Marjorie Taylor Greene, une féroce partisane de MAGA et une alliée de la première heure de Donald Trump, a prononcé l’éloge funèbre de leur relation cette semaine, elle qui a été qualifiée de traîtresse par le président. Il m’a traitée de traîtresse parce que je me suis tenue debout avec ces femmes, a-t-elle lâché, entourée de victimes du milliardaire Jeffrey Epstein, mardi.
J’ai été qualifiée de traîtresse par un homme pour qui j’ai combattu pendant [...] six ans et à qui j’ai voué ma loyauté gratuitement.
Une citation deMarjorie Taylor Greene, représentante républicaine de Georgie
Selon elle, la bataille au sujet des documents Epstein a déchiré le mouvement MAGA. L’élue de la Georgie a aussi intensifié ses critiques contre les priorités du président, lui reprochant son attention trop portée sur les conflits étrangers et pas assez sur les problèmes intérieurs comme le coût de la vie. C'est un thème populaire auprès des militants MAGA.
Même si le divorce est consommé entre Donald Trump et Marjorie Taylor Greene, c’est une voix que le président ne peut pas se permettre d’ignorer. Il risquerait alors d’approfondir les divisions au sein de la base républicaine.
Signaux d’alerte
Le locataire de la Maison-Blanche pourrait aussi être aux prises avec d’autres désaccords à l’interne.
Par exemple, des élus républicains doutent de sa proposition d’utiliser les recettes de ses tarifs douaniers pour envoyer un chèque de 2000 $ US aux Américains à faible et à moyen revenu pour les aider à faire face au coût de la vie. Les sénateurs John Thune et Shelley Moore Capito croient plutôt que cet argent devrait être utilisé pour rembourser la dette. Les élus républicains se sentiront-ils inspirés par l’indépendance d’esprit qu’ils ont retrouvée?
Le président s’est aussi heurté à un mur cette semaine après avoir tenté d’inciter des élus républicains de la législature de l’Indiana à redessiner la carte électorale à l’avantage de son parti en prévision des élections de mi-mandat, l’année prochaine.

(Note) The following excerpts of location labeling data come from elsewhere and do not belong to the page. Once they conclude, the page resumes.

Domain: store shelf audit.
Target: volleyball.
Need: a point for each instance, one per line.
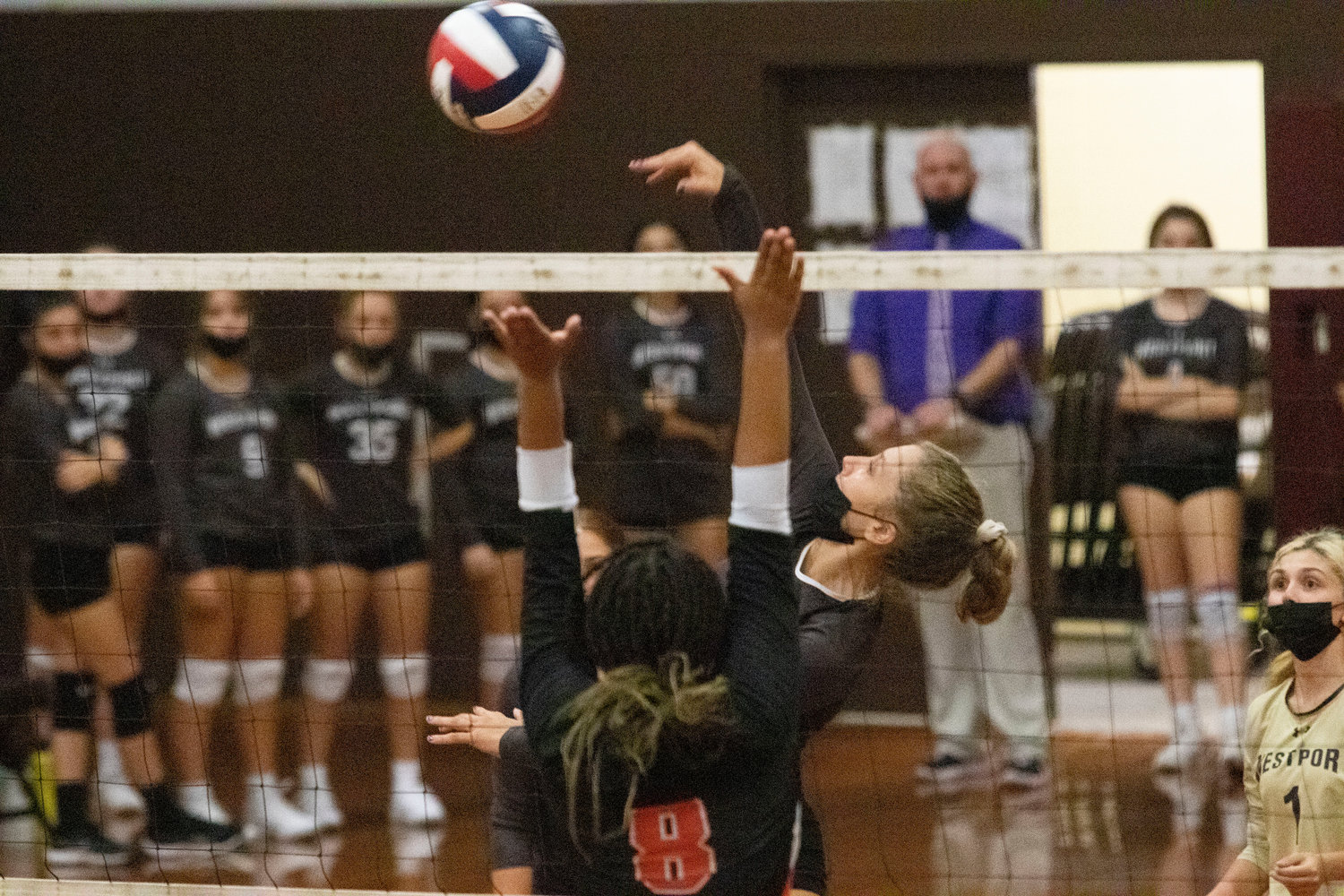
(496, 66)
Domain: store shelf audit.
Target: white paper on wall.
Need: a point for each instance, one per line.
(840, 163)
(1005, 191)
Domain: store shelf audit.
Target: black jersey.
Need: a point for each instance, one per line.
(360, 440)
(1214, 346)
(694, 362)
(118, 390)
(488, 463)
(38, 426)
(225, 465)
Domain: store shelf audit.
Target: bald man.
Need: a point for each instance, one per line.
(951, 367)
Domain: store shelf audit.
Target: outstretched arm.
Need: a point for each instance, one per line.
(698, 172)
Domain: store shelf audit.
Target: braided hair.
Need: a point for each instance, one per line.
(655, 627)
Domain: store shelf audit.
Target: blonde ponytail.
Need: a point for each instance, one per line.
(991, 581)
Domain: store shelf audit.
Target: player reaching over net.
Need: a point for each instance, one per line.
(664, 711)
(357, 411)
(840, 610)
(1295, 731)
(223, 457)
(62, 469)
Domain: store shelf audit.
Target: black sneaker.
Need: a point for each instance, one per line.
(85, 845)
(1026, 774)
(175, 829)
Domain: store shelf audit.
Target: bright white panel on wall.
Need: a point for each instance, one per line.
(1120, 142)
(1005, 190)
(840, 167)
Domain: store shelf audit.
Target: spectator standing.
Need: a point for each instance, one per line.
(951, 367)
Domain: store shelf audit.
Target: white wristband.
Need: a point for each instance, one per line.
(761, 497)
(546, 479)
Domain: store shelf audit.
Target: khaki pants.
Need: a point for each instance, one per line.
(988, 672)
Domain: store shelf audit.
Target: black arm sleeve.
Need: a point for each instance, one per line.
(812, 460)
(556, 668)
(833, 638)
(172, 424)
(515, 837)
(762, 662)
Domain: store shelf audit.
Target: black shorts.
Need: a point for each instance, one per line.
(66, 578)
(136, 519)
(253, 555)
(1179, 481)
(499, 524)
(667, 485)
(370, 548)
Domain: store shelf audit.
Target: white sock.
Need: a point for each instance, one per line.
(1187, 723)
(109, 763)
(1231, 719)
(406, 777)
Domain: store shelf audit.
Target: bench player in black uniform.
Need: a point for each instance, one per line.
(672, 376)
(226, 478)
(1180, 362)
(117, 384)
(64, 471)
(357, 413)
(664, 716)
(840, 608)
(491, 525)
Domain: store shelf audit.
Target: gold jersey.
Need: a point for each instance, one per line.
(1295, 791)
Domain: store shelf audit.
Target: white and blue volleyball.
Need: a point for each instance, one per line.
(496, 66)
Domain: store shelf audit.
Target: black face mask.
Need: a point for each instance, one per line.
(1305, 629)
(118, 316)
(225, 347)
(59, 367)
(945, 214)
(371, 357)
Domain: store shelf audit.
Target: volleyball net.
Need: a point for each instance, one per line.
(1080, 555)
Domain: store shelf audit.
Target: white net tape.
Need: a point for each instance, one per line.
(679, 271)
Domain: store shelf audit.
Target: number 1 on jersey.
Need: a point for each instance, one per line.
(672, 856)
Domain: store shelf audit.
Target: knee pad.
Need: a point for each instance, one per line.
(328, 680)
(261, 678)
(1219, 618)
(129, 707)
(1168, 616)
(202, 683)
(72, 704)
(405, 677)
(499, 654)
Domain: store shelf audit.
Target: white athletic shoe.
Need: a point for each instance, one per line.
(118, 798)
(417, 807)
(269, 814)
(199, 799)
(319, 804)
(1176, 755)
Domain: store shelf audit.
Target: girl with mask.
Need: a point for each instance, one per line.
(672, 378)
(1295, 731)
(65, 470)
(116, 386)
(357, 417)
(230, 500)
(486, 394)
(1180, 365)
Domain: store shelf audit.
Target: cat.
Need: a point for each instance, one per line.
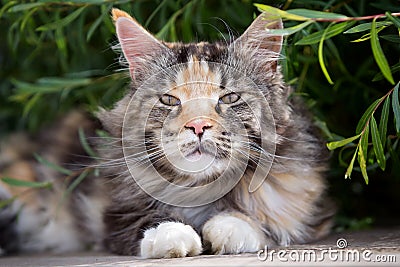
(207, 152)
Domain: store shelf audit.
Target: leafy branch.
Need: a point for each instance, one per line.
(367, 128)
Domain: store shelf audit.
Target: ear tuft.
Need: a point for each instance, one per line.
(137, 44)
(258, 38)
(117, 13)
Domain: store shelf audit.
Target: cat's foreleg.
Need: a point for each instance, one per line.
(170, 240)
(233, 233)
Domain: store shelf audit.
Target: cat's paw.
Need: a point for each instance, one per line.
(228, 234)
(170, 240)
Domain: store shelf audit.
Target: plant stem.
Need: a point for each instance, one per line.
(356, 18)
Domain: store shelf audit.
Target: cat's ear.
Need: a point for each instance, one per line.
(267, 45)
(137, 44)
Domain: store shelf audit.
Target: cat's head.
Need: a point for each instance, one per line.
(199, 108)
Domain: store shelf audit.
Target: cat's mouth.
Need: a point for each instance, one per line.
(200, 151)
(194, 155)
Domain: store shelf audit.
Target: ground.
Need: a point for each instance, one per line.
(378, 247)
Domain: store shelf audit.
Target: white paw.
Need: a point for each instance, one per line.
(170, 240)
(231, 235)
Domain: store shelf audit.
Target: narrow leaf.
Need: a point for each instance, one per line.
(279, 13)
(313, 14)
(23, 7)
(333, 31)
(378, 54)
(62, 22)
(321, 55)
(364, 141)
(377, 144)
(22, 183)
(363, 164)
(391, 38)
(367, 26)
(350, 167)
(336, 144)
(367, 114)
(383, 121)
(290, 30)
(52, 165)
(395, 68)
(396, 106)
(6, 7)
(395, 21)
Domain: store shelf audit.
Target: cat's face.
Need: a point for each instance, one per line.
(200, 108)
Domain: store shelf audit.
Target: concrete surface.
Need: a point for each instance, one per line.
(379, 247)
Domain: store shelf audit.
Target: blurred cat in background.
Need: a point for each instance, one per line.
(208, 152)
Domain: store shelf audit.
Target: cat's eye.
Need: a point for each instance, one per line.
(170, 100)
(229, 98)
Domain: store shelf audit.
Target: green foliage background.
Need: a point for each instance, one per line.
(57, 55)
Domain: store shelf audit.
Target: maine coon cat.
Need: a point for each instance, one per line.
(208, 152)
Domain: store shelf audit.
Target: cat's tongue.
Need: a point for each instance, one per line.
(195, 156)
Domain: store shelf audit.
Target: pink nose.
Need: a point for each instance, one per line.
(199, 125)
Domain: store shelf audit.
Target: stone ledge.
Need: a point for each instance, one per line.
(379, 244)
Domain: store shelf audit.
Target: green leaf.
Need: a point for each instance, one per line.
(62, 22)
(363, 164)
(333, 31)
(29, 105)
(290, 30)
(391, 38)
(85, 144)
(396, 106)
(23, 7)
(279, 13)
(313, 14)
(22, 183)
(364, 141)
(367, 36)
(52, 165)
(367, 26)
(321, 54)
(383, 121)
(367, 114)
(378, 54)
(377, 144)
(379, 76)
(7, 6)
(350, 167)
(336, 144)
(395, 21)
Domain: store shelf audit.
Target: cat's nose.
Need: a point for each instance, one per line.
(198, 125)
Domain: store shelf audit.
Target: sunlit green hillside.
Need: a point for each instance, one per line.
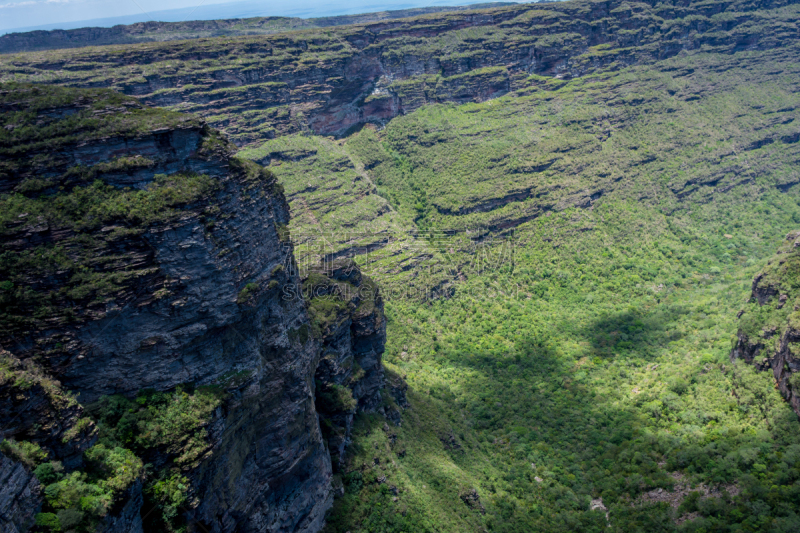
(582, 359)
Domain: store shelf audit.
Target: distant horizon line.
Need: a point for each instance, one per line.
(364, 8)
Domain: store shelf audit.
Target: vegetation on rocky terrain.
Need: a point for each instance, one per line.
(197, 29)
(563, 249)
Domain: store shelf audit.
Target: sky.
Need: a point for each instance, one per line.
(24, 15)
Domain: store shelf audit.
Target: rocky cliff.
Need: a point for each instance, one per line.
(328, 82)
(194, 29)
(769, 332)
(149, 316)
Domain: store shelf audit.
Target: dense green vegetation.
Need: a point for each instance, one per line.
(563, 269)
(169, 427)
(584, 353)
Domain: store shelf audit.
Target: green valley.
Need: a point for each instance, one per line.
(564, 214)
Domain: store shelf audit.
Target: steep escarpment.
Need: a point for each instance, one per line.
(259, 87)
(346, 312)
(146, 315)
(769, 325)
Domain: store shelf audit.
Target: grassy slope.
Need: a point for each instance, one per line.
(596, 358)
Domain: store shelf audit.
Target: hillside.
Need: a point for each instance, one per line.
(565, 207)
(142, 32)
(155, 372)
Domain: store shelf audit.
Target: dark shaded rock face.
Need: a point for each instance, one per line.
(347, 315)
(19, 496)
(769, 332)
(193, 291)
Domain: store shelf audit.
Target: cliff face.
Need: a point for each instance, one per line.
(347, 315)
(147, 273)
(258, 87)
(769, 332)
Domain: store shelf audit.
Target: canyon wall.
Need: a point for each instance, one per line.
(139, 255)
(255, 88)
(769, 332)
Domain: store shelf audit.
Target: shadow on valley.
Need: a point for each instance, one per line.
(634, 333)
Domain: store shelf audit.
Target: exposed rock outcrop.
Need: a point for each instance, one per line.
(329, 83)
(347, 315)
(147, 257)
(769, 331)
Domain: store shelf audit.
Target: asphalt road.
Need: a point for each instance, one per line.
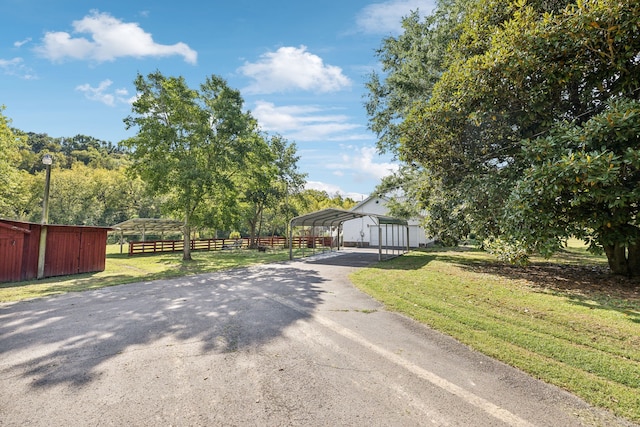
(283, 344)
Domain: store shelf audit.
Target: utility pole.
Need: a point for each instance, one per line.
(47, 160)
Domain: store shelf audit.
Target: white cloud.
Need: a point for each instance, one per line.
(361, 162)
(386, 17)
(20, 43)
(110, 39)
(16, 67)
(307, 123)
(291, 68)
(333, 190)
(104, 95)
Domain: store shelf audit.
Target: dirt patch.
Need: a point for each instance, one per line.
(576, 279)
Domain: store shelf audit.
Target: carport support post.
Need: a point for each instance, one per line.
(290, 240)
(408, 243)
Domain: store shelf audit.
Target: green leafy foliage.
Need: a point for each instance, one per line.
(542, 90)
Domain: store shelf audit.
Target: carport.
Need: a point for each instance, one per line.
(397, 229)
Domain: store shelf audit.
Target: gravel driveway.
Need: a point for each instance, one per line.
(291, 343)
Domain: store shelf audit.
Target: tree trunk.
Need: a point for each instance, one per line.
(634, 258)
(186, 251)
(616, 256)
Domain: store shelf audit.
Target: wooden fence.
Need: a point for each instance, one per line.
(156, 246)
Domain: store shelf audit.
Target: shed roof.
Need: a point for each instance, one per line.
(147, 225)
(334, 216)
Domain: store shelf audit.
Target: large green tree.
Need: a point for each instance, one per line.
(10, 176)
(515, 75)
(269, 181)
(189, 142)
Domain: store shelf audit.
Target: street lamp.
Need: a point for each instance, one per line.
(47, 160)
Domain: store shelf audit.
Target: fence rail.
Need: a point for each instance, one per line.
(156, 246)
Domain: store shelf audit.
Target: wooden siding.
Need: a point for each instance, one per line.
(11, 249)
(70, 250)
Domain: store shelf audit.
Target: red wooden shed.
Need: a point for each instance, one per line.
(71, 249)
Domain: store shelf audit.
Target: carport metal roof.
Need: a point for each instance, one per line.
(334, 216)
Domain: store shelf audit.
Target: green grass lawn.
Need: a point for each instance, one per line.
(121, 269)
(563, 321)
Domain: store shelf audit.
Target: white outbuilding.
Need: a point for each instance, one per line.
(365, 232)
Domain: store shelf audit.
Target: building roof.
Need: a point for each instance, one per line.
(332, 216)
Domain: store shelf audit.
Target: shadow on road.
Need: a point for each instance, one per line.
(65, 339)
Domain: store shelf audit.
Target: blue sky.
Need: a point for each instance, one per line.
(67, 67)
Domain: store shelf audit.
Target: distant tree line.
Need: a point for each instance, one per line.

C’est sans compter qu'à l'heure actuelle, les sondages ne sont pas encourageants à l’échelle nationale. Selon un récent sondage*, le Parti démocrate a une avance de 14 points sur le Parti républicain, sa plus importante depuis 2017, en vue des élections de 2026.
Il serait exagéré de dire que Donald Trump est en train de devenir un canard boiteux. Il demeure la figure la plus influente du Parti républicain.
Toutefois, plus l’échéance de 2028 approchera, plus sa famille politique commencera à penser à l’après-Trump. Les querelles internes et les joutes d’influence pourraient s’intensifier.
Cette semaine, une faille est apparue dans son armure.
* Sondage NPR/PBS News/Marist mené du 10 au 13 novembre 2025 auprès de 1443 adultes américains, avec une marge d’erreur de 3 %.